Find the solution here after the session ends.

Getting started

A helpful resource for this task is the dplyr cheatsheet.

Before you start, make sure to load the tidyverse package.

library(tidyverse)

We will continue working with the penguins data set.

Filter penguins

Find all penguins that …

  1. … have a bill length between 40 and 45 mm.

  2. … are of the species Adelie or Gentoo.

  3. … lived on the island Dream in the year 2007.

Remove missing values

  1. Remove all penguins with missing values for sex using drop_na().

Select columns

  1. Select only the variables species, sex, and year.

  2. Select only columns that start with "bill".

Add new columns

  1. Add a column with the ratio of bill length to bill depth.

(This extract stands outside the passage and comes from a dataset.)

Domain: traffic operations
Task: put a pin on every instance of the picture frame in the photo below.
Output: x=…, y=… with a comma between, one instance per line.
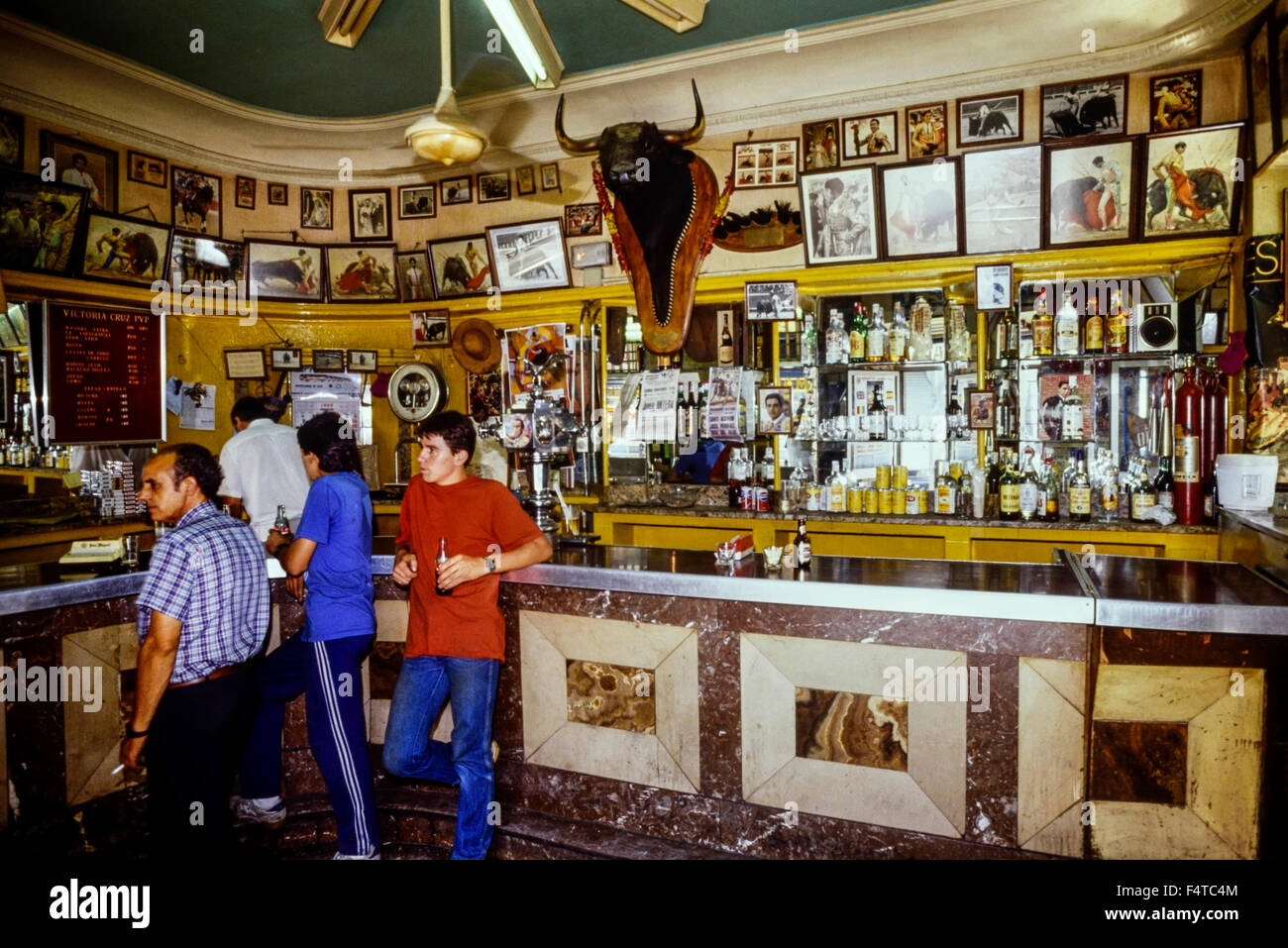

  2. Add a column with abbreviations for the species (Adelie = A, Gentoo = G, Chinstrap = C).

Combine with the pipe

  1. Use the pipe to combine multiple steps: start with penguins, remove rows with missing sex, keep only Adelie penguins, and select only species, sex, and body_mass.

For the fast ones

You can do these in any order, or skip them and just take a break.

  • Use filter_out() to exclude penguins from Torgersen island, then select only species, island, and flipper_len.

  • Create a size_category column with case_when based on body mass (small < 3500, medium < 5000, large >= 5000).

    • Extra: Do it in a pipe that also removes NAs and selects only species, body_mass, and size_category.